Pour soutenir les investissements nécessaires, elle a proposé la transformation d’une partie de la Banque européenne d’investissement en "banque du climat" dotée d’une capacité d’investissement d’un milliard d’euros sur les dix prochaines d’années, une proposition d'Emmanuel Macron dans la campagne.
Elle s’est prononcée pour la création d’un "fonds de transition destiné à soutenir ceux qui sont le plus touchés" par les mesures en faveur du climat et pour une taxe carbone aux frontières, serpent de mer que ses partisans, dont les présidents français successifs depuis Nicolas Sarkozy, n’ont jamais réussi à imposer à leurs partenaires.
La chrétienne-démocrate, qui a rappelé qu’elle avait été ministre des Affaires familiales avant de s’occuper des Armées, s’est engagée à défendre "la dimension sociale" de l’UE comme corollaire de l’économie de marché.
Elle s’est prononcée pour un salaire minimum dans tous les pays de l’UE et pour un "fonds de réassurance chômage" destiné à soutenir les économies des pays touchés par un "choc extérieur".
RESPECT DE L'ETAT DE DROIT
Elle s’est efforcée de rassurer les sociaux-démocrates, amers d’avoir vu leur candidat à la tête de la Commission, le Néerlandais Frans Timmermans, en être écarté du fait de l’opposition des gouvernements hongrois et polonais dont il avait combattu les écarts vis-à-vis des règles démocratiques.
"On se saurait transiger lorsqu’il est question de respecter l’Etat de droit", a-t-elle dit en promettant l’instauration d’un mécanisme de contrôle supplémentaire du respect des règles.
Sur la question hautement inflammable de l’immigration, elle s’est engagée à "réduire les migrations irrégulières, lutter contre les passeurs, améliorer le droit d’asile et aider les réfugiés", tout en appelant à plus de "solidarité avec les pays les plus exposés", à savoir ceux du bassin méditerranéen.
Ursula von der Leyen a également confirmé sa promesse d’améliorer le système des "Spitzenkandidaten", par lequel le groupe politique arrivé en tête des élections européennes place à la présidence de la Commission le candidat désigné par avance.

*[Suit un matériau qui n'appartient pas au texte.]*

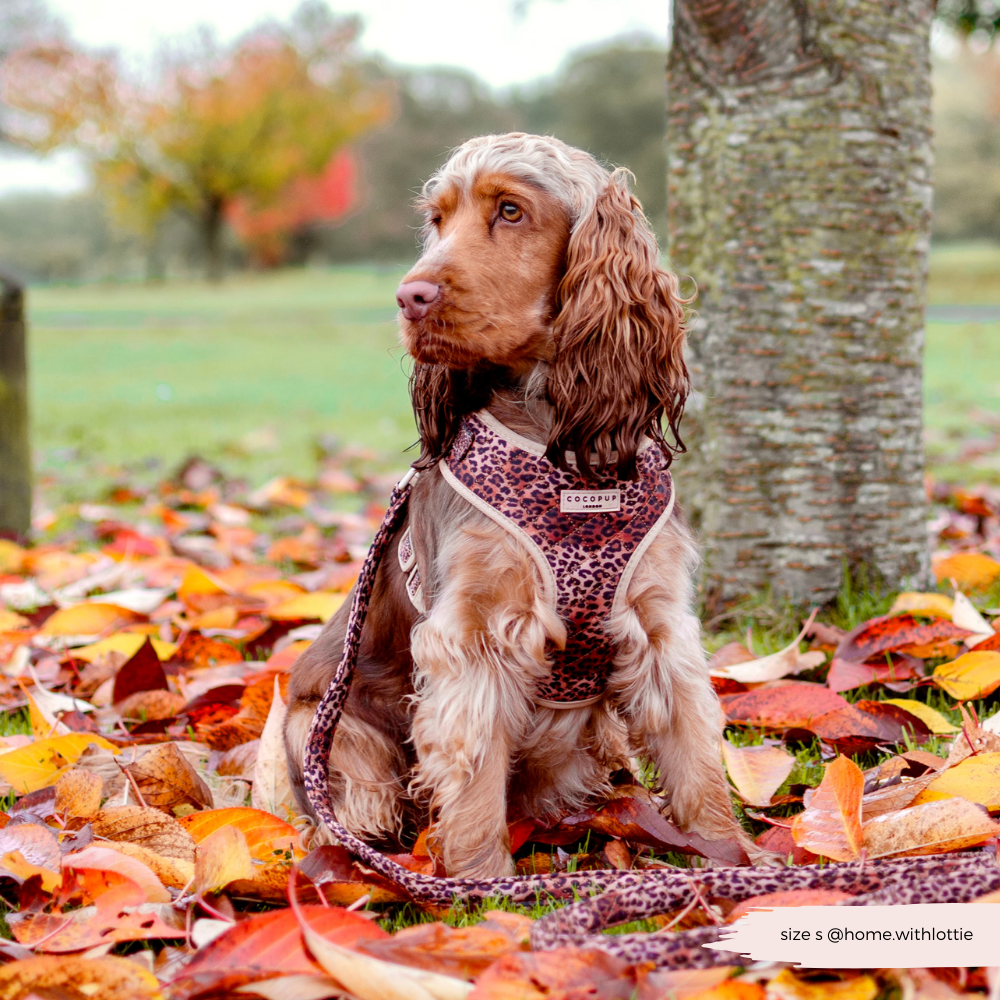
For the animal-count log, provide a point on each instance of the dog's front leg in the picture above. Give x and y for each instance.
(662, 687)
(476, 657)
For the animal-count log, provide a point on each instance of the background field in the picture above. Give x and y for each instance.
(251, 373)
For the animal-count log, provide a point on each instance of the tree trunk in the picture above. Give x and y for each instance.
(15, 453)
(212, 233)
(800, 202)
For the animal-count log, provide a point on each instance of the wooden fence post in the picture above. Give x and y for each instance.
(15, 448)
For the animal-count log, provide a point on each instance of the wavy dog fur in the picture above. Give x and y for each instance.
(552, 310)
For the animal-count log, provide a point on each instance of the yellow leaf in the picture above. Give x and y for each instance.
(89, 618)
(970, 570)
(37, 765)
(931, 828)
(127, 643)
(977, 778)
(10, 620)
(973, 675)
(930, 717)
(757, 772)
(321, 605)
(11, 556)
(938, 605)
(221, 858)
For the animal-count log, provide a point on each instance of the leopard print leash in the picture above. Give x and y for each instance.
(601, 899)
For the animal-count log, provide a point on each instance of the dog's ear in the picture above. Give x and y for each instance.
(619, 337)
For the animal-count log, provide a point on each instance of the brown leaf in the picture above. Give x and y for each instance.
(893, 633)
(109, 978)
(143, 672)
(564, 973)
(166, 779)
(78, 794)
(793, 704)
(831, 823)
(147, 827)
(945, 825)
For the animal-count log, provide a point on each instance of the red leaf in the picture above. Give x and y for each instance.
(889, 633)
(143, 672)
(793, 704)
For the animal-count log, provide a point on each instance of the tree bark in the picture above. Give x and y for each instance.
(15, 451)
(799, 180)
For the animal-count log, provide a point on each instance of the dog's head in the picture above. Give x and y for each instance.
(534, 253)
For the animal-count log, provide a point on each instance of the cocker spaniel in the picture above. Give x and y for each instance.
(528, 638)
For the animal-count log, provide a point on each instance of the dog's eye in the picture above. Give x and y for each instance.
(509, 212)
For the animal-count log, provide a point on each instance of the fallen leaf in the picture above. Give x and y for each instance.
(970, 570)
(463, 952)
(221, 858)
(141, 672)
(165, 780)
(109, 978)
(768, 668)
(147, 827)
(78, 794)
(930, 717)
(757, 772)
(318, 606)
(972, 675)
(100, 858)
(935, 827)
(893, 634)
(266, 835)
(272, 942)
(977, 778)
(793, 704)
(272, 791)
(932, 605)
(37, 765)
(831, 823)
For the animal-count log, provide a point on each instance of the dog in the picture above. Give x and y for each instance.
(537, 314)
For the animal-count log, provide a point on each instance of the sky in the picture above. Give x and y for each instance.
(487, 37)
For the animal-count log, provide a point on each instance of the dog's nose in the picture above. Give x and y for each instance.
(415, 298)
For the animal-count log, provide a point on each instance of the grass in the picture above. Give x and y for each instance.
(251, 373)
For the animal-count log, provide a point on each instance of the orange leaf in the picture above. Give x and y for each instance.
(831, 823)
(267, 836)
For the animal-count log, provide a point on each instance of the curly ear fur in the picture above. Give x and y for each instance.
(619, 335)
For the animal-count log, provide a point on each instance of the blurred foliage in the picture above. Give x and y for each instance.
(213, 126)
(967, 145)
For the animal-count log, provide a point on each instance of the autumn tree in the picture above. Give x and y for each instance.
(212, 127)
(799, 200)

Elle a promis d’organiser dès 2020, comme le souhaitait Emmanuel Macron, une "conférence pour l’avenir de l’Europe" destinée à relancer le projet européen avec les citoyens.
Sociaux-démocrates et Renaissance ont obtenu que Frans Timmermans pour les premiers et la Danoise Margrethe Vestager, qui était la candidate des seconds pour la présidence de la Commission, en deviennent les deux vice-présidents exécutifs.
Le collège de 28 commissaires (dont elle-même, soit un par Etat membre) qu’elle va devoir constituer, sur la base des candidats proposés par les Etats, fera l’objet d’un second vote du Parlement, à l’automne, après que les eurodéputés auront auditionné chacun des postulants.